One of the most common mistakes we make is losing ourselves in a relationship. It doesn’t really happen right away. This process of “losing ourselves” happens gradually. So gradual that we wake up one morning not knowing who we are anymore.
It’s a sad state but it happens. We fall in love and get caught up in the romance. The feeling of falling in love is just so intoxicating. We just want to please the person that’s making us feel amazing. This goes on and on that we forget everything else.
Jumping Into The Relationship
It’s so easy to jump into a relationship. The thrill factor is just so hard to resist that we want to spend every second with our new partner. At this point, we don’t really think much about the future. Even time cannot distract us when we are drowning in a sea of intense emotions. Words cannot describe the exciting and thrilling feeling of love (as what we think it is) most especially in a new relationship.

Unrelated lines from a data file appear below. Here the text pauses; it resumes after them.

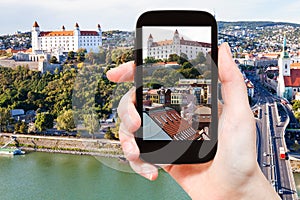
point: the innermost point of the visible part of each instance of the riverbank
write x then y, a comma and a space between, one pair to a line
295, 165
66, 145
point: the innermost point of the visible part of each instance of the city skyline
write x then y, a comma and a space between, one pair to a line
54, 14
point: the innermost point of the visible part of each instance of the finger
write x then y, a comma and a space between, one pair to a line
129, 146
123, 73
144, 169
234, 91
128, 113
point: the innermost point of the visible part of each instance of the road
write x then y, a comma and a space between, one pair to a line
270, 132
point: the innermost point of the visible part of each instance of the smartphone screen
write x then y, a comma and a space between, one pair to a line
176, 86
176, 83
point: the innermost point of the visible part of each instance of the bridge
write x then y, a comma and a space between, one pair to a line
271, 123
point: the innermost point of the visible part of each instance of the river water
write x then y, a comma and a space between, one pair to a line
37, 176
297, 181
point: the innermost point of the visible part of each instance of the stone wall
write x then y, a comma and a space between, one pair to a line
67, 145
13, 63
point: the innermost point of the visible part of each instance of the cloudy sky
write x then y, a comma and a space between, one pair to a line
122, 14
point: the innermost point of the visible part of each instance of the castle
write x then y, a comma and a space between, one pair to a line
289, 75
64, 40
162, 49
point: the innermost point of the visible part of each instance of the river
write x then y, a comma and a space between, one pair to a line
51, 176
297, 181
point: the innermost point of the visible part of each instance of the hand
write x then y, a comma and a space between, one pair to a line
234, 172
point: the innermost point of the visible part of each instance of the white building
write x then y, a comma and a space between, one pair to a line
289, 76
65, 40
162, 49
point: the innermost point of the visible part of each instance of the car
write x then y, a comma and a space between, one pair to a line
265, 164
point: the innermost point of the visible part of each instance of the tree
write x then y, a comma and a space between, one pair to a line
173, 58
296, 105
53, 60
65, 121
4, 118
81, 54
71, 55
187, 65
43, 121
200, 58
109, 134
150, 60
91, 122
182, 58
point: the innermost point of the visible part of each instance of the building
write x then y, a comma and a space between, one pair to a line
289, 75
162, 49
164, 123
63, 41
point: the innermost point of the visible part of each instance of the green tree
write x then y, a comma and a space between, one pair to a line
81, 54
53, 60
91, 123
4, 118
71, 55
150, 60
187, 65
200, 58
43, 121
173, 58
296, 105
65, 121
23, 128
182, 58
109, 134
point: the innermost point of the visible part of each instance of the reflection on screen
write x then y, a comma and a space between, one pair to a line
176, 83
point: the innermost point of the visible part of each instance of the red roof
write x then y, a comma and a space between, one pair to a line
172, 123
93, 33
36, 24
195, 43
67, 33
293, 80
56, 33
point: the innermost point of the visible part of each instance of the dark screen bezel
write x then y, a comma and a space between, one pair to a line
148, 148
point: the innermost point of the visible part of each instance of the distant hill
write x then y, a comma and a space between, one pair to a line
254, 24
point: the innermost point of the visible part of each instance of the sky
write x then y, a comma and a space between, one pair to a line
200, 34
19, 15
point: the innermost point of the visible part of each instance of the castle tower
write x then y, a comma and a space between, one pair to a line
284, 63
176, 39
76, 30
34, 36
176, 43
76, 36
100, 33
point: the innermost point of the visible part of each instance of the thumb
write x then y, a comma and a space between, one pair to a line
234, 90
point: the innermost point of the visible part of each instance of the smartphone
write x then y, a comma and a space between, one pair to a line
176, 86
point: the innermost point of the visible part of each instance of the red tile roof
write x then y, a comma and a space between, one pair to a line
56, 33
36, 24
293, 80
93, 33
67, 33
172, 123
195, 43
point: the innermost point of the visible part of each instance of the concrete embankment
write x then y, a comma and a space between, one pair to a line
295, 165
96, 147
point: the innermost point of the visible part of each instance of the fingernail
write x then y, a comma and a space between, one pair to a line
150, 177
227, 47
127, 147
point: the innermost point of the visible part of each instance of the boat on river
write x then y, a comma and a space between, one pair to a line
11, 151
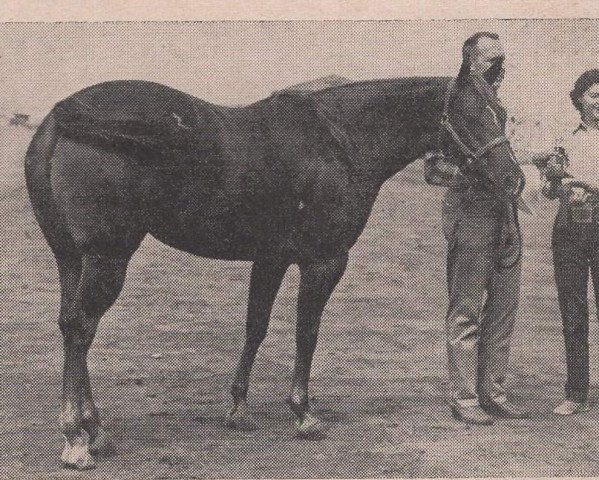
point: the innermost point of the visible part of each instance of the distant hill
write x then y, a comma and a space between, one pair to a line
317, 84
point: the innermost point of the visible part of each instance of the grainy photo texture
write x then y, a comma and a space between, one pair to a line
299, 249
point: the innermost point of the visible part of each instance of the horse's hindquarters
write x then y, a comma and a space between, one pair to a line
103, 196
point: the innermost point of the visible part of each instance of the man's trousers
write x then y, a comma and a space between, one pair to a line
483, 297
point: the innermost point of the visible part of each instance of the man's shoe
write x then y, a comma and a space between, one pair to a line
504, 410
473, 415
568, 407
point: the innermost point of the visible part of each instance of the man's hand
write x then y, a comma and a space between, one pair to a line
577, 195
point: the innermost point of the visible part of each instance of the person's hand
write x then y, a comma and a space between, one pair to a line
577, 195
554, 166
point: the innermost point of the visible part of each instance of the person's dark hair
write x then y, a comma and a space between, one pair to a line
467, 50
584, 82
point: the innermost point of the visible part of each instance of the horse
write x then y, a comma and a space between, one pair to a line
289, 179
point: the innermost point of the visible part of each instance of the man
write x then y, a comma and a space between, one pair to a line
483, 298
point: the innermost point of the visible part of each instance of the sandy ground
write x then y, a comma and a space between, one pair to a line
379, 374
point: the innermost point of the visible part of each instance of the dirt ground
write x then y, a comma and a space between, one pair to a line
163, 360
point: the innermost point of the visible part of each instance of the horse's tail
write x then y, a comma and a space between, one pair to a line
38, 165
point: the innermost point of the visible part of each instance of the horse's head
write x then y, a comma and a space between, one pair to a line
478, 124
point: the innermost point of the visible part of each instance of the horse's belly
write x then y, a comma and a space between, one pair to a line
233, 234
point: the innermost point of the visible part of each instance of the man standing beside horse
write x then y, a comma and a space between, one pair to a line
481, 227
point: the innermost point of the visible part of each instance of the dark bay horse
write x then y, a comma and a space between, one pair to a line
290, 179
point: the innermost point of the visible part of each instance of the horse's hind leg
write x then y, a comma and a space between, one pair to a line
99, 285
266, 279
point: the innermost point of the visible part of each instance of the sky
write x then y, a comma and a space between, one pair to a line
235, 63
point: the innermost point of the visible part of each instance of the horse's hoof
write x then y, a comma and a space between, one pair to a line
240, 419
76, 455
103, 444
311, 428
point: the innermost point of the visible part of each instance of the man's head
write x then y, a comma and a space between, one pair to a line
585, 96
482, 53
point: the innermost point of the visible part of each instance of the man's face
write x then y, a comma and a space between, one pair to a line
487, 60
589, 104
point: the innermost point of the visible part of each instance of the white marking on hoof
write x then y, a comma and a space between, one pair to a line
311, 428
103, 444
76, 454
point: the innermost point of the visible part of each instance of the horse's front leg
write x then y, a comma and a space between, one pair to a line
318, 280
267, 275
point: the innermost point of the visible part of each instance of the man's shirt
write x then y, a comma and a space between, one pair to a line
582, 149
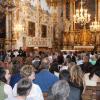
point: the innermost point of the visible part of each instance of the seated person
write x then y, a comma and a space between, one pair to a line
28, 72
24, 87
59, 91
44, 78
76, 83
5, 89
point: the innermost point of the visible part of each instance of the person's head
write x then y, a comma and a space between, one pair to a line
60, 91
85, 58
27, 71
64, 75
23, 87
71, 64
4, 75
36, 64
76, 75
44, 63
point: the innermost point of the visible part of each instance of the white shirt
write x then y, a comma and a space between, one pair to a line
35, 92
91, 82
8, 90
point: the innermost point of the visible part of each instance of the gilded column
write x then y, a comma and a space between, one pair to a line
64, 10
7, 30
38, 16
72, 3
98, 9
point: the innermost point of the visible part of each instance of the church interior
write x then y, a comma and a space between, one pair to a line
54, 24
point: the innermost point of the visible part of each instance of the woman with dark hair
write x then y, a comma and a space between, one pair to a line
24, 87
5, 89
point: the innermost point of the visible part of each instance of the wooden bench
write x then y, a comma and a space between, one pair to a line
92, 93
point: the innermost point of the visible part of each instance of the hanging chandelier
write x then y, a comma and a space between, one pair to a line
95, 26
53, 3
81, 16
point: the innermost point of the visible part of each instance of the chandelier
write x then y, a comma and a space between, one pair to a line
81, 16
53, 3
95, 26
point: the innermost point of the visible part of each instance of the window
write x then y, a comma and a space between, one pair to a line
31, 29
44, 31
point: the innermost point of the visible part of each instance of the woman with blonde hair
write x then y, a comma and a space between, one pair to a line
76, 82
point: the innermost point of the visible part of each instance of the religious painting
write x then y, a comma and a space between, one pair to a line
44, 31
90, 5
31, 29
68, 9
2, 26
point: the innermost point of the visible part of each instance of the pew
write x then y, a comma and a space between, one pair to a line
92, 93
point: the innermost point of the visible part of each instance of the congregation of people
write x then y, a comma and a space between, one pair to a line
47, 75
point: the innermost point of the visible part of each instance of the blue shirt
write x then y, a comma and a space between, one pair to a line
45, 80
14, 79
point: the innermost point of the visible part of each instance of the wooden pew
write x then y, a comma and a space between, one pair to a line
92, 93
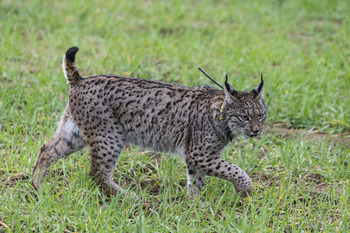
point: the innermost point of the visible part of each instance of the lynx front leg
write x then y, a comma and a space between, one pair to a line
66, 140
214, 166
194, 181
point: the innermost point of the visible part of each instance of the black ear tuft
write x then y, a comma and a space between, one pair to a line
259, 89
70, 54
229, 88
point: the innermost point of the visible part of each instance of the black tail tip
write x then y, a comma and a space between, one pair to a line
70, 54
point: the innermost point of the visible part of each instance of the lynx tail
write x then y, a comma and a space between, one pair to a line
70, 71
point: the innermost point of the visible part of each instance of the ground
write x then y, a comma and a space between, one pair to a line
299, 167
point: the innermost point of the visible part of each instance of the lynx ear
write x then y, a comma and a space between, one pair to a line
230, 93
259, 89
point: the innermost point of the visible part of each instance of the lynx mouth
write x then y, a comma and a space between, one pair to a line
250, 134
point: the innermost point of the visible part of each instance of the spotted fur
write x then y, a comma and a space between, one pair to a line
106, 112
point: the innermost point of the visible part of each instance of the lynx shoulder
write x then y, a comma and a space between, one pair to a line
106, 112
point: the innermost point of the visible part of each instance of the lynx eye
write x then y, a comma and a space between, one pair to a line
261, 116
245, 117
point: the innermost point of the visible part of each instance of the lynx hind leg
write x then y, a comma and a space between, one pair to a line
104, 156
64, 142
195, 180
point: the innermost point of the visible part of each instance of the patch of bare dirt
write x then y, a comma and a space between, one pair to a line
282, 130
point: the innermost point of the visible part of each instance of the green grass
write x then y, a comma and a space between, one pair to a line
302, 47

But the reality is that time changes everything. Over time, the relationship reaches a plateau and all of a sudden, we are lost. That feeling really sucks!
Finding Ourselves Again
So how do we find ourselves again? Well in the first place, we shouldn’t have lost ourselves. But then it’s a little too late for regrets so we pick up the pieces and learn our lesson … hopefully.
Here are a couple of lessons that I have picked up along the way. From one failed relationship to another, I’ve lost and found myself.

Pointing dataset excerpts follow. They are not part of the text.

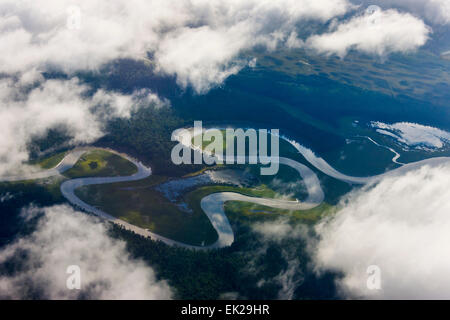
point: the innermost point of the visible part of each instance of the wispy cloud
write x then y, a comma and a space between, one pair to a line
65, 237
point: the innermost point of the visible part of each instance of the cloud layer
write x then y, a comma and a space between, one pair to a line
380, 33
63, 238
29, 113
400, 225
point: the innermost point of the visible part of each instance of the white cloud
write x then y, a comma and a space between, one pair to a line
27, 113
434, 11
65, 237
378, 33
401, 225
198, 41
414, 135
280, 231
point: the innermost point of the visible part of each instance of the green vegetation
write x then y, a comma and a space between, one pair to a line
145, 207
101, 163
49, 162
248, 213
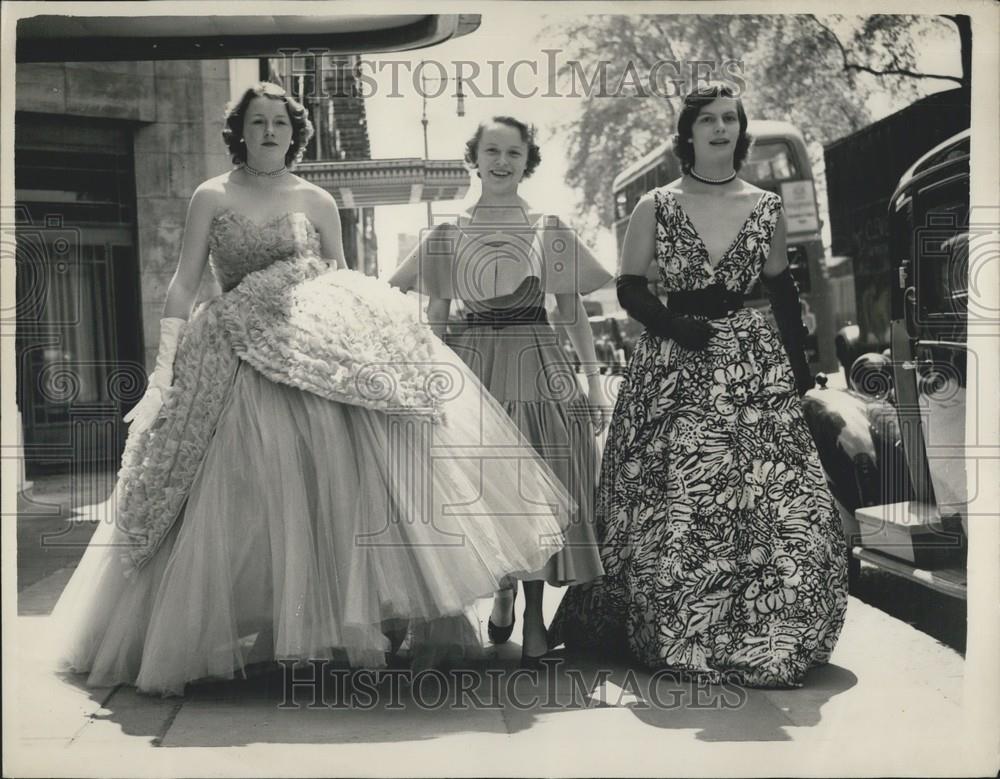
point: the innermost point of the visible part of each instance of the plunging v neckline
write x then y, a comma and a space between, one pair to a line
713, 266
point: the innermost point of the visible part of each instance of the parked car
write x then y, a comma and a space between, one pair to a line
893, 444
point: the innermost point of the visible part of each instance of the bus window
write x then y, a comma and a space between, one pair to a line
769, 163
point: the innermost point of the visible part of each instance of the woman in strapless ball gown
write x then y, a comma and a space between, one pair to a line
306, 476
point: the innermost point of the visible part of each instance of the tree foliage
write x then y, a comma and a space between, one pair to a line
815, 72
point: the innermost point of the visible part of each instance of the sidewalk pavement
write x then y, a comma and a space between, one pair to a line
889, 703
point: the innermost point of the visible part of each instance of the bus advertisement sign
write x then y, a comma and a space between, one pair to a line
800, 206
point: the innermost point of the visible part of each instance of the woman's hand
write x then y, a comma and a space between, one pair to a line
599, 401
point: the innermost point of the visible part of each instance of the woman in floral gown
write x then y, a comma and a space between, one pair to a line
724, 555
500, 259
306, 474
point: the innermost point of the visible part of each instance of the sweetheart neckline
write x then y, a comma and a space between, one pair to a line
229, 212
714, 266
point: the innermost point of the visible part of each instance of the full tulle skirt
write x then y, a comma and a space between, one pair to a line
311, 526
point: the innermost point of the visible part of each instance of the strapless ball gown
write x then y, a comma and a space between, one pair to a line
323, 467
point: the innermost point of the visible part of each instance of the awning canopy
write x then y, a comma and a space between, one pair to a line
77, 38
363, 183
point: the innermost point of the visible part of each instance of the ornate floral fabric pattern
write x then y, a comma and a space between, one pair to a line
722, 547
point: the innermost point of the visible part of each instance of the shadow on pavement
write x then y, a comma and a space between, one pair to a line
491, 697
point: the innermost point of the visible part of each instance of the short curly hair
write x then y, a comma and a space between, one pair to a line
695, 100
527, 136
232, 130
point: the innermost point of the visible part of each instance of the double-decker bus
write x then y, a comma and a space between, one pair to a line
778, 162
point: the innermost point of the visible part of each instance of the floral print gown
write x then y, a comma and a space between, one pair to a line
723, 550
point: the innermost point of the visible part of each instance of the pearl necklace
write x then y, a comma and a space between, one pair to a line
268, 173
706, 180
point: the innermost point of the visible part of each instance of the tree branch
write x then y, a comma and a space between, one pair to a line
849, 66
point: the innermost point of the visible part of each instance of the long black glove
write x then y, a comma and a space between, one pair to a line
644, 307
784, 296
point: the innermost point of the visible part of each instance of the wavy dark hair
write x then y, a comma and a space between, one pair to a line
527, 136
696, 99
232, 130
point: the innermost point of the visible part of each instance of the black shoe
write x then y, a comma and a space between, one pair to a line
500, 635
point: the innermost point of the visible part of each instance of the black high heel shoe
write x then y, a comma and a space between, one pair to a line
500, 635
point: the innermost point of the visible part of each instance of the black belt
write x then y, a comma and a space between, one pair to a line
506, 317
713, 302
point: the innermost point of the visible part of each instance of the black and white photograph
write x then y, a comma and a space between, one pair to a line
500, 388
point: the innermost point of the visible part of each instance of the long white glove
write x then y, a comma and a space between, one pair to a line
144, 413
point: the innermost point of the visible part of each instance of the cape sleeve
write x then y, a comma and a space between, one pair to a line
428, 268
568, 264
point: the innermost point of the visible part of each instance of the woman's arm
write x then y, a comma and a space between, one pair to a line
573, 317
785, 305
639, 247
777, 258
326, 217
438, 310
184, 285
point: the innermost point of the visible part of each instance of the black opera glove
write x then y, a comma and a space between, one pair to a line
784, 296
644, 307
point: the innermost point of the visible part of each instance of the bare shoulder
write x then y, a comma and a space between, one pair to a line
209, 196
675, 187
313, 195
753, 192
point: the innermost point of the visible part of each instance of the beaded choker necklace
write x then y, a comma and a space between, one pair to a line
268, 173
705, 180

Stay Connected With Friends
The first mistake we make every time we are in a new relationship is that we forget our friends. We drop everything and lose touch with our friends. Even Sahaj Kohli, agrees with me here. She says that it’s a must to spend some time with friends even if we are happily drowning in a new relationship.
The good thing about this is that it’s easy to stay connected with friends nowadays. Technology makes it easier for us to do this. There is no excuse not stay connected with friends.
Avoid Major Changes
The thing about love is that it makes us do crazy stuff. All of a sudden, we are making major changes that we never even thought of doing. While it’s hard to stay sanely in love, it’s best to avoid making changes. Hence, we should never let go of that hobby or routine that we have been so used to doing on our own.
Keep Dreaming About The Future
There’s no harm in dreaming about our future, even if we think our dreams have come true (at least for the moment). Being madly in love shouldn’t stop us from dreaming and planning our future. This can truly inspire and motivate us to move into the future with or without a partner.
Spend Time Away From Your Partner
Spending some time away from our partner will give us more time to reflect on what we really want for ourselves. If we deprive ourselves of some time alone, we will tend to think more about our partner. We should think about what we want for ourselves first before thinking about our partner. That’s only time we will know if the relationship is worth keeping.
There are more than enough ways to keep ourselves in a relationship. We just really need to make that choice of loving ourselves first before losing ourselves in a new relationship.